The worry about microbes in ST2 must have been in relation to how Genesis operates, then.

It's not like the universe was begging for someone to create life sustaining planets when seemingly the universe is teeming with them

Indeed, it seems in TNG that terraforming is done for the heck of it - out of scientific curiosity in "Home Soil" (let's see if we can turn this very challenging sand desert into something useful), out of sheer aesthetic enjoyment in "Second Sight" (let's do the most impressive waterfalls in the UFP). There's no pressing reason for it, apparently.

It could be that something changed between TOS and TNG, however. Perhaps it was technologically or politically impossible to reach a sufficient number of those empty Class M worlds in the 23rd century, giving the Marcuses an excuse to perform their experiments?

To be sure, we've given no indication that they'd be operating on anything more than an excuse there. "...Just because they could" sounds like a perfectly good reason to attempt Genesis, from the Marcus POV at least.

Timo Saloniemi
 
Closer to point though, I believe that the idea was to find a planet in the goldilocks zone but free of any life that might evolve into something.
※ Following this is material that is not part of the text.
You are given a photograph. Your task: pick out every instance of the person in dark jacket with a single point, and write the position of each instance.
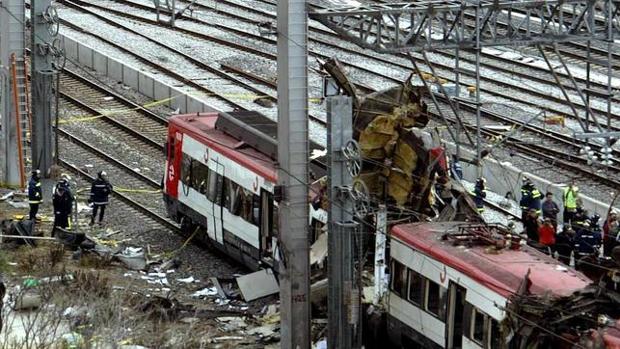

I assumed this would be difficult because most class M worlds within the Federation would presumably be colonized already

The only problem with this theory is that they evidently had subroutines in Genesis already to control the new environment's climates in some extremely unnatural ways. The finally formed Genesis Planet, for example, remained entirely habitable despite its accidental creation in the middle of a nebula in the ass end of space. Likewise, Ceti-Alpha Five WAS in the Goldilocks zone until Ceit-Alpha Six pulled an Alderaan and knocked it out of its orbit; it apparently would have been suitable in every way EXCEPT for the presence of microbes on the surface.